In September, Beijing became America's largest foreign creditor, surpassing Japan, which no longer buys large amounts of American Treasury notes. In fact, though the Treasury Department does not keep records of American bondholders, it is virtually certain that, holding 10 percent of all U.S. public debt, the government of the People's Republic of China has become Washington's largest creditor, foreign or domestic. It is America's banker.
But will the Chinese continue to play this role? They certainly have the means to do so. China's foreign-exchange reserves stand at about $2 trillion (compared with America's at a relatively puny $73 billion). But the Chinese government is worried that its own economy is slowing down sharply, as Americans and Europeans stop buying Chinese exports. They hope to revive growth in China (to levels around 6 or 7 percent rather than last year's 12 percent) with a massive stimulus program of their own.
The spending initiatives that Beijing announced a few weeks ago would total almost $600 billion (some of which include existing projects), a staggering 15 percent of China's GDP. Given their focus on keeping people employed and minimizing strikes and protests, Beijing will not hesitate to add tens of billions more to that package if need be.
At the same time, Washington desperately needs Beijing to keep buying American bonds, so that the U.S. government can run up a deficit and launch its own fiscal stimulus. In effect, we're asking China to finance simultaneously the two largest fiscal expansions in human history—theirs and ours. They will probably try to accommodate us, because it's in their interest to jump-start the American economy. But naturally their priority is likely to be their own growth.
"People often say that China and America are equally dependent on each other," says Joseph Stiglitz, winner of the 2001 Nobel Prize in Economics. "But that's no longer true. China has two ways to keep its economy growing. One way is to finance the American consumer. But another way is to finance its own citizens, who are increasingly able to consume in large enough quantities to stimulate economic growth in China. They have options, we don't. There isn't really any other country that could finance the American deficit."
In his fascinating new book, "The Ascent of Money," Niall Ferguson describes the birth of a new nation after the cold war. He calls it Chimerica—and it accounts for a tenth of the world's land surface, a quarter of its population and half of global economic growth in the past eight years. "For a time it seemed like a marriage made in heaven," he writes. "The East Chimericans did the saving, the West Chimericans did the spending." The Easterners got growth, the Westerners low inflation and low interest rates.

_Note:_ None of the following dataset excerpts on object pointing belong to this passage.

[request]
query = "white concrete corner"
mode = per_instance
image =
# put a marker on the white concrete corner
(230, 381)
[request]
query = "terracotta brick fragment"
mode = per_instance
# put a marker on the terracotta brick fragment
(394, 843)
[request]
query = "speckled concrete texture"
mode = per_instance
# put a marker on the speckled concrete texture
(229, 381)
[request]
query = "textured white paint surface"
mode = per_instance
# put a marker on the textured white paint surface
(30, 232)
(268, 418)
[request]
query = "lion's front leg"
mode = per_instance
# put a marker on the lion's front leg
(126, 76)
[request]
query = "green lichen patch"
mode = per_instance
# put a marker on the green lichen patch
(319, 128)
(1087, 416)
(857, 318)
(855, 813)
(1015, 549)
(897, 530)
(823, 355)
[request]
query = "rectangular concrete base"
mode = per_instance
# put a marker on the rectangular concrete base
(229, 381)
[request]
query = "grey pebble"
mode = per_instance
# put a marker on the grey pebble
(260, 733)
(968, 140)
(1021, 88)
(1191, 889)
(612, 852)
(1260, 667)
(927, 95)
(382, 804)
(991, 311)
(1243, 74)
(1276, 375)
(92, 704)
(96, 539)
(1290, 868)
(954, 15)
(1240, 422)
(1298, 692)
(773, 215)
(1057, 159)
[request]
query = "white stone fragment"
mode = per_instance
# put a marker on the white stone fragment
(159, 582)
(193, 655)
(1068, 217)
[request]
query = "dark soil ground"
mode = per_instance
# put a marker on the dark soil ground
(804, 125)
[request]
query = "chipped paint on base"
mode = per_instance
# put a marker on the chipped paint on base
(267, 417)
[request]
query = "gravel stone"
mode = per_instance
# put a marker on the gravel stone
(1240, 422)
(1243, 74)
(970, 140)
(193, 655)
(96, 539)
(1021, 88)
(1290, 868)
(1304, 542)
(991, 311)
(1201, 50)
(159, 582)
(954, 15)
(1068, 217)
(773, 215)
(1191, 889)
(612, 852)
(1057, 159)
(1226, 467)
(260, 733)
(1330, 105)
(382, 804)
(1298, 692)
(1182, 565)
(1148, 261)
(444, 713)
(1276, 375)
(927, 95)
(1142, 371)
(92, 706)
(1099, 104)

Like Stiglitz, Ferguson believes that China has options. "They will certainly try to keep American consumption going, but if it becomes clear that it isn't working, they do have a plan B," he said to me last week. Plan B would be to focus on boosting China's own consumption through government spending and easing credit to their own people.
"The big question today," Ferguson said, "is whether Chimerica stays together or comes apart because of this crisis. If it stays together, you can see a path out of the woods. If it splits up, say goodbye to globalization."
In recent years the most important and difficult ambassadorial posting has unquestionably been the one to Baghdad. Over the next decade, the toughest and most crucial assignment may well be in Beijing.